0

I have three data frames, df1, df2 and df3 consisting of 42, 103 and 414 columns respectively.

I want to see which columns all three data frames have in common / share so that I can establish how to join them.

I am aware of intersect() being able to determine whether two objects share any columns, but as this is limited two only two objects, a good workaround is to use Reduce(intersect, list(a, b, c)) in order to be able to compare more than two.

As such, when I try this, I receive an error regarding the number of columns:

> Reduce(intersect, list(colnames(df1), colnames(df2), colnames(df3)))
Error: not compatible: 
- different number of columns: 42 vs 103

Is there a workaround or alternative approach to this problem?

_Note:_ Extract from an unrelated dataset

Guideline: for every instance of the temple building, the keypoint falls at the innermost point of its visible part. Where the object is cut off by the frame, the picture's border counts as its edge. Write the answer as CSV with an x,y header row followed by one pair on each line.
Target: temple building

I have come across a number of similar questions, but nothing that seems to match my problem more closely, so I decided to pose this question.

Mus
  • 7,290
  • 24
  • 86
  • 130
  • Can you clarify what you mean by: "which columns all three have in common"? Do you mean the set of column names the dfs share or do you mean to find columns (with different names) that have shared values. Also, a [MWE would be helpful.](https://stackoverflow.com/questions/5963269/how-to-make-a-great-r-reproducible-example) – emilliman5 May 25 '21 at 15:26
  • I have updated the question (I changed my example code too because I forgot to include `colnames` before each `dfX` object). I want to see which columns all three data frames share. – Mus May 25 '21 at 15:35

2 Answers2

3

Before using Reduce, get all the names of the columns in the dataframes like

dfList <- list(df1, df2, df3)
dfColList <- lapply(dfList,names)
commonCols <- Reduce(intersect,dfColList)
Jonas
  • 1,760
  • 1
  • 3
  • 12
1

To my dear friend @Anil Goyal who taught me how to use them:

You can also use the following solution. First we use map function to create a list whose elements are column names of corresponding data frames. Then we use reduce function to apply the function intersect on them two by two. As you might have noticed .x argument in intersect is the reduced (accumulated) value and .y represents the current value.

library(purrr)

lst %>%
  map(~ .x %>% 
        names()) %>%
  reduce(~ intersect(.x, .y))

[1] "x"

Sample Data

list(df1 = structure(list(x = 1:3, y = 4:6), class = "data.frame", row.names = c(NA, 
-3L)), df2 = structure(list(x = 1:3, y2 = 7:9), class = "data.frame", row.names = c(NA, 
-3L)), df3 = structure(list(x = 1:3, y3 = 10:12), class = "data.frame", row.names = c(NA, 
-3L)))
Anoushiravan R
  • 21,622
  • 3
  • 18
  • 41